Nikola Pavletich (Memorial Sloan-Kettering Institute)
The growth of the human cell is controlled by a set of proteins that act
as molecular switches. These switches are turned on or off by several
other proteins and ensure that the cell grows only when appropriate. In
cancer, genetic alterations often cause the deregulation of these
switches and lead to the uncontrolled growth of the cell.
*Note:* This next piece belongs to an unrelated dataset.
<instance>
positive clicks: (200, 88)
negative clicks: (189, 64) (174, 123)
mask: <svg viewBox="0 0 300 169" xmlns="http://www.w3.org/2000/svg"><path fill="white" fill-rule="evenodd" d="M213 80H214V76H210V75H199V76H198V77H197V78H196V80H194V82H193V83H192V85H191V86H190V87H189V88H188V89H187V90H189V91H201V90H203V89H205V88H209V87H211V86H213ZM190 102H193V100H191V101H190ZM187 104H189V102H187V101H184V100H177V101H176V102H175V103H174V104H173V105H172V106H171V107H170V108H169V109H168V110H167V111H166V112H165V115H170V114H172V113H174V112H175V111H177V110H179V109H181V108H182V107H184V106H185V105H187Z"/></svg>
The Cyclin-dependent kinase proteins (CDKs) play a central role in
coordinating the growth and proliferation of the eukaryotic cell. At the
molecular level, CDKs act as the switches that control the cell’s
progression through the cell division cycle, and also serve to process
diverse growth-regulatory signals. They are turned on by the binding of
Cyclin proteins and by modification through phosphorylation. They are
turned off by the binding of the CIP or INK4 proteins.
At CHESS, crystallographic studies of CDKs in five different complexes
have revealed the mechanisms by which these regulatory processes control
the CDK switches. All of these mechanisms involve conformational changes
in and around the catalytic cleft of the CDK, indicating that CDKs have
evolved an intrinsic conformational flexibility. This flexibility may be
central to their ability to switch states in response to a diverse range
of growth-regulatory signals.
This figure shows a molecular ribbon model of how the
CDK switches (blue)
are turned on by CYCLIN proteins (magenta, right) and turned off by
CKI proteins (not shown). Genetic alterations in the genes for CDKs,
CYCLINs and CKIs are among the most frequent events in cancer.